Al centro di quegli anni e di Factory Girl, ci sta Edie Sedgwick, ragazza pop dell’anno 1695. Fu lei ad avere l’attenzione e una forma d’amore da parte di Warhol. Edie e Andy erano una coppia: complementari, idiomatici, protagonisti, soli. Edie è bellissima, in cerca di approvazione e di spazio. La Factory la accoglie e Warhol ne fa ciò che vuole: uno spettacolo.

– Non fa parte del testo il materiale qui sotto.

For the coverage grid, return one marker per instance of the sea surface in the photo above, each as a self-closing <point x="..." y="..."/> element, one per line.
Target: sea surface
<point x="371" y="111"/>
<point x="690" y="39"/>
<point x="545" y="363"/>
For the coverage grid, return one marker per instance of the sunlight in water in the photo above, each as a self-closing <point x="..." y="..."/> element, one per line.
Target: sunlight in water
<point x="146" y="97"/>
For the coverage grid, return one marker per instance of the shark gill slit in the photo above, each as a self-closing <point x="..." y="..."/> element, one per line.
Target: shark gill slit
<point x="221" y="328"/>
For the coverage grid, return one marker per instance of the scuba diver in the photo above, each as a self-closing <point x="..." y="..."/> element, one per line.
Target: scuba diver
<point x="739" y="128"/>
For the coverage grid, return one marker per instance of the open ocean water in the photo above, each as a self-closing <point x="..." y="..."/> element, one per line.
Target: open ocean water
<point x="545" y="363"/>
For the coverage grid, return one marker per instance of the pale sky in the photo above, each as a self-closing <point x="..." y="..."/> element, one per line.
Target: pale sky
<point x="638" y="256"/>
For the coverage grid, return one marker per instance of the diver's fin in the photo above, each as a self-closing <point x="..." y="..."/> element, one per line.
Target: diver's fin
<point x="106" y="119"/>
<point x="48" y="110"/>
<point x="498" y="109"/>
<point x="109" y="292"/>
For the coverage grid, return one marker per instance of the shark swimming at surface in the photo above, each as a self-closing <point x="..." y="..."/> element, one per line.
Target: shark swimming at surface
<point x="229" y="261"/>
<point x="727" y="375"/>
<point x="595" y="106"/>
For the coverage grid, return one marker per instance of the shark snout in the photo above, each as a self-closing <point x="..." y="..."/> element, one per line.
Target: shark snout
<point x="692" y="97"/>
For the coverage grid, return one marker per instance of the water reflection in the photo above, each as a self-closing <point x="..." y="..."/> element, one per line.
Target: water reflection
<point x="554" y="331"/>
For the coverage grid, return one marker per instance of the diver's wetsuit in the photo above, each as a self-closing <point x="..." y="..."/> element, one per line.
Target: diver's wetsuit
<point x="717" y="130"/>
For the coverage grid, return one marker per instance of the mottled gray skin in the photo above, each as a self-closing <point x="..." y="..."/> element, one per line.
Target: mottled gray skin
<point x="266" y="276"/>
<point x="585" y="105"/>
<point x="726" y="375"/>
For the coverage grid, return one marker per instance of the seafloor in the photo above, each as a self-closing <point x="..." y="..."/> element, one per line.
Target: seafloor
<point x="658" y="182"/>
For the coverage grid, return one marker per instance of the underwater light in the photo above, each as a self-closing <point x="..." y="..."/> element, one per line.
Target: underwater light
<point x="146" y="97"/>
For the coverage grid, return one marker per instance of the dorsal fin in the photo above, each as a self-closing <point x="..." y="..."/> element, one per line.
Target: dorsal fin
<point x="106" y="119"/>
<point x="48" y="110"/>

È a lei che è dedicato questo libro, a lei Ultra Violet vuole restituire voce parlando del destino comune fatto di fragilità, esaltazione, fama e decadenza: “La fame, la fame d’amore: è questo il fondo del pozzo in cui deperiscono le ragazze come lei”. In questa bulimia, Edie ha trovato la famiglia della Factory che l’ha sfamata per affamarla ancora di più, l’ha resa unica e dipendente, famosa e reietta, irresistibile ed esiliata.
Ultra Violet parla di lei come un paradigma di infelicità e autodistruzione, ne parla da  sopravvissuta che convive con il ricordo e il pensiero di anni intrappolati dentro una finzione soverchiante: la scrittura in tarda età è l’unico modo per liberarsi, per uscire definitivamente dalla Factory e urlare l’infelicità di tutte, tutte quelle che, come Edie, hanno perso la voce, dopo avere perduto loro stesse.

Factory Girl segue Non sarò mai la brava moglie di nessuno (Sem) e Padania Blues (Sem).